Aims  To identify early onset cannabis users by measuring basal hypothalamic–pituitary–adrenal (HPA) axis activity, which may be a risk factor for early onset substance use when showing low activity.

Design  In a prospective cohort study, adolescents who initiated cannabis use at an early age (9–12 years), those who initiated at a later age (13–14 years) and those who did not use cannabis by the age of 14 were compared with respect to HPA axis activity.

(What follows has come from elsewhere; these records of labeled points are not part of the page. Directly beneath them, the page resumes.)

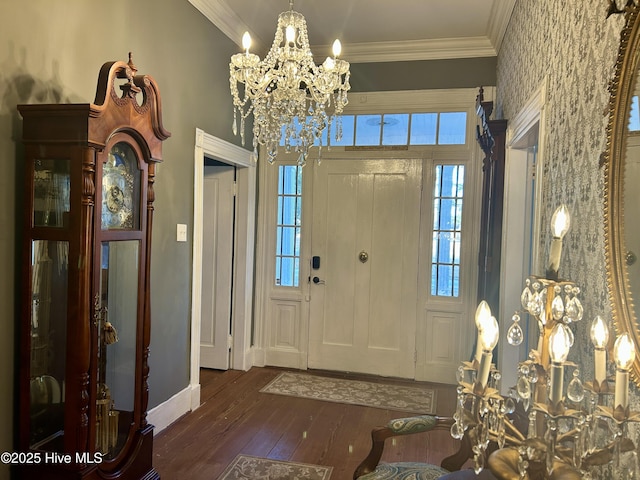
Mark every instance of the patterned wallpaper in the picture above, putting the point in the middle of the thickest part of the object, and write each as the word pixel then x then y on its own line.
pixel 573 46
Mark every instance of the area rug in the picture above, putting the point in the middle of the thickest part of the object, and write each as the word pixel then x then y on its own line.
pixel 258 468
pixel 355 392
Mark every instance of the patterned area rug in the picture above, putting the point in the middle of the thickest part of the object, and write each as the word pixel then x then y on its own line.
pixel 355 392
pixel 258 468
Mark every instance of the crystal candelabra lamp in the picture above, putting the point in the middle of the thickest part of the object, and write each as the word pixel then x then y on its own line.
pixel 291 97
pixel 541 430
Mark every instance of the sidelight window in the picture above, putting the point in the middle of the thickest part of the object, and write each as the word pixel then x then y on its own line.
pixel 447 230
pixel 288 226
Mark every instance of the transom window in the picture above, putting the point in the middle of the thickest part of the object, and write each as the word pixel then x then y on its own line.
pixel 447 230
pixel 288 225
pixel 398 129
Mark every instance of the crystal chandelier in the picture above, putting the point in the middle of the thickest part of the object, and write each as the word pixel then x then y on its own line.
pixel 290 96
pixel 542 430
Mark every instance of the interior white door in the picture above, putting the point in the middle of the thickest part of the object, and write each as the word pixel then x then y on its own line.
pixel 363 296
pixel 217 261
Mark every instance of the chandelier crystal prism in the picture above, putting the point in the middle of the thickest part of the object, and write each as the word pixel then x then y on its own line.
pixel 291 97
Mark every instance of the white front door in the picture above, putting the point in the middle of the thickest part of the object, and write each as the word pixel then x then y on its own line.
pixel 217 261
pixel 363 295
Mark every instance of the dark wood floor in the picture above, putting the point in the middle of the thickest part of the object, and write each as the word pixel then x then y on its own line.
pixel 235 418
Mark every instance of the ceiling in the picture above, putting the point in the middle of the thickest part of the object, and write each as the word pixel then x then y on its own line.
pixel 373 30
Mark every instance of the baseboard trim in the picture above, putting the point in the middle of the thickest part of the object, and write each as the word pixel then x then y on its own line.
pixel 175 407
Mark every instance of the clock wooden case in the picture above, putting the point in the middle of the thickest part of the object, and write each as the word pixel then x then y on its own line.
pixel 85 314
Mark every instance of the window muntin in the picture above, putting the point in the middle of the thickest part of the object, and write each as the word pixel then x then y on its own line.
pixel 424 129
pixel 288 226
pixel 447 230
pixel 452 128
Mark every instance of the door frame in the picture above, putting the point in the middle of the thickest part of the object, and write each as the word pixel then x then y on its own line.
pixel 281 314
pixel 529 119
pixel 241 320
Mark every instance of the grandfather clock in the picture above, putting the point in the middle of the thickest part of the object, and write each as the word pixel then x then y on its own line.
pixel 85 313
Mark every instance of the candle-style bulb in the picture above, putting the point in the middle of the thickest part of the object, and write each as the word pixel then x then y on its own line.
pixel 246 41
pixel 290 34
pixel 560 222
pixel 337 48
pixel 489 334
pixel 483 314
pixel 624 352
pixel 599 333
pixel 559 343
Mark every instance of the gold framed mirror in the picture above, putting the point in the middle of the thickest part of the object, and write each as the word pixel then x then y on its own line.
pixel 622 173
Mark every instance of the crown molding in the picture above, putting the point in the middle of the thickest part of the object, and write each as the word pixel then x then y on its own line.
pixel 225 19
pixel 412 50
pixel 500 16
pixel 233 27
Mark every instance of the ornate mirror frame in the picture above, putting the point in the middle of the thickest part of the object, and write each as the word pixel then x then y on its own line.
pixel 622 89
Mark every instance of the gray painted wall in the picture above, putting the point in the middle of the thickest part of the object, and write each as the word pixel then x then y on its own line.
pixel 51 52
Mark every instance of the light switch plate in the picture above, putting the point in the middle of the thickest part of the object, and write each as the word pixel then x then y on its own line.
pixel 181 233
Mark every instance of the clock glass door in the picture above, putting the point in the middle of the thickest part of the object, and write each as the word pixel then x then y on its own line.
pixel 116 324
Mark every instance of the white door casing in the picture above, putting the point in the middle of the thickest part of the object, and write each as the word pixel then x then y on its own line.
pixel 241 353
pixel 217 254
pixel 521 223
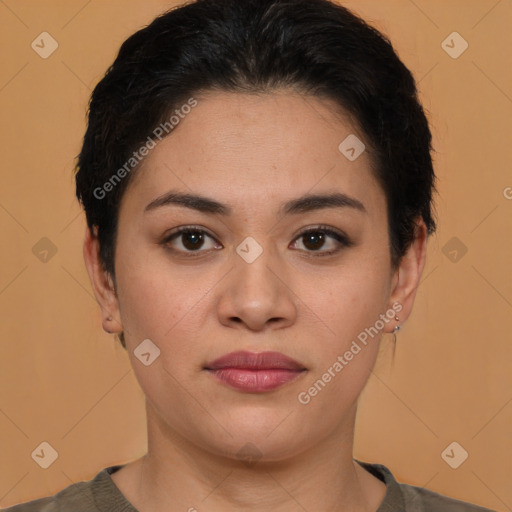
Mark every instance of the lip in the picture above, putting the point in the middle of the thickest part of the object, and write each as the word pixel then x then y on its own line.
pixel 255 372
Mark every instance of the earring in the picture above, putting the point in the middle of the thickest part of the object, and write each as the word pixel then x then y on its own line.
pixel 396 329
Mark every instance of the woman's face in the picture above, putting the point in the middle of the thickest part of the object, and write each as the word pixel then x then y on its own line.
pixel 248 279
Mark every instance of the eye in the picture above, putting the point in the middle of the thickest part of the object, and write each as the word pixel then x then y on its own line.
pixel 192 240
pixel 315 238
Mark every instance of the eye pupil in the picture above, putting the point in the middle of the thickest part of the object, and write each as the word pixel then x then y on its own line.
pixel 194 236
pixel 316 238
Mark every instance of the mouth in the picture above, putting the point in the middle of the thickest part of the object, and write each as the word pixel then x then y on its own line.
pixel 255 372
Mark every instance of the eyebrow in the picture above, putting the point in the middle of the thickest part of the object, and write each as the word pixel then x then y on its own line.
pixel 303 204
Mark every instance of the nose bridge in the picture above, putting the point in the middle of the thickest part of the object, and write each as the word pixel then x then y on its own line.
pixel 255 293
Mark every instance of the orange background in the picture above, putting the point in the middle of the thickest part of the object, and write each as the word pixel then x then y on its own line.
pixel 64 381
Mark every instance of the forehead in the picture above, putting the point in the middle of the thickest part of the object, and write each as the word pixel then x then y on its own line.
pixel 248 149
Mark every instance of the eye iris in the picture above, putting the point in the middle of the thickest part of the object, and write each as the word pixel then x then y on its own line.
pixel 195 237
pixel 316 238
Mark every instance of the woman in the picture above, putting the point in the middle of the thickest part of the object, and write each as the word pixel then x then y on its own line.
pixel 257 181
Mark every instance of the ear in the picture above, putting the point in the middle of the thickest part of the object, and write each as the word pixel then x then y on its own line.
pixel 406 277
pixel 102 283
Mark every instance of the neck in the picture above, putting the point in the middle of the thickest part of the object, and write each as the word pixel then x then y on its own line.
pixel 176 474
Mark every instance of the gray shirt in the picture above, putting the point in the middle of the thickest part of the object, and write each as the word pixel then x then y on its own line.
pixel 101 495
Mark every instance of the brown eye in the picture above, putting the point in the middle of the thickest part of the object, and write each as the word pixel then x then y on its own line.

Setting and participants  Data were used from the first and second assessment wave of the TRacking Adolescents’ Individual Lives Survey (TRAILS), that included 1768 Dutch young adolescents aged 10–12 years who were followed-up across a period of 2 years.

Measurements  Cortisol was measured in saliva samples at awakening, 30 minutes later and at 8 p.m. at age 10–12. Self-reported age at first cannabis use was used.

Findings  The early onset group had lower cortisol levels 30 minutes after awakening than the late onset group (OR = 0.93, 95% CI: 0.86–0.99). Furthermore, compared to non-users, the early and late onset cannabis users had higher levels of cortisol at 8 p.m. (OR = 1.25, 95% CI: 1.03–1.53 and OR = 1.21, 95% CI: 1.01–1.45, respectively).

Conclusions  Some evidence was found for HPA axis hypo-activity at awakening in adolescents with early onset of cannabis use compared to late onset users, which might indicate an increased risk for early onset users of seeking stimulation to restore arousal levels by using substances.